From the newly free, and ever-relevant, Atlantic Monthly:
Like Sen. Barack Obama, Defense Secretary Robert Gates strongly doubted the wisdom of invading Iraq. Gates was a member of the Iraq Study Group, which, except for a throw-away sentence about a temporary surge of forces in Baghdad, was inclined to withdraw our forces from combat operations back in 2006. Therefore, when Gates became defense secretary, many assumed he would push for a retreat from our commitment to the Baghdad government. But he did the opposite.

[snip]

The Democrats may well be right that the invasion was a strategic mistake that cost us greatly both in the Middle East and in the rest of the world. But their dire predictions from two years ago don't look very good in hindsight. And so they need to start thinking constructively about Iraq, not destructively.

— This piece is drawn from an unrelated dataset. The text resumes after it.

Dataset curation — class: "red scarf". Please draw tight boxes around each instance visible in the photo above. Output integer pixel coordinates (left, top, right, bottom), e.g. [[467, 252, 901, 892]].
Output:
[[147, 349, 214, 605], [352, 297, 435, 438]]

To wit, as former Deputy Secretary of State Richard Armitage -- another opponent of the war -- has said, the United States will be known and remembered as much by how it got out of Iraq as by how it got in. Armitage is thinking constructively in a way that Obama and company need to.

[snip]

In other words, the closer we get to the election, the more consequences Obama's public position may have for events on the ground in Iraq. And Obama's position can surely evolve in a direction that acknowledges the need to stay tough there, even as he continues to claim credit for having been against the project from the beginning. Rather than blur the distinction between him and McCain, he can subtly shift on Iraq in a way that demonstrates just how serious a thinker he is on foreign policy.
Read the whole thing.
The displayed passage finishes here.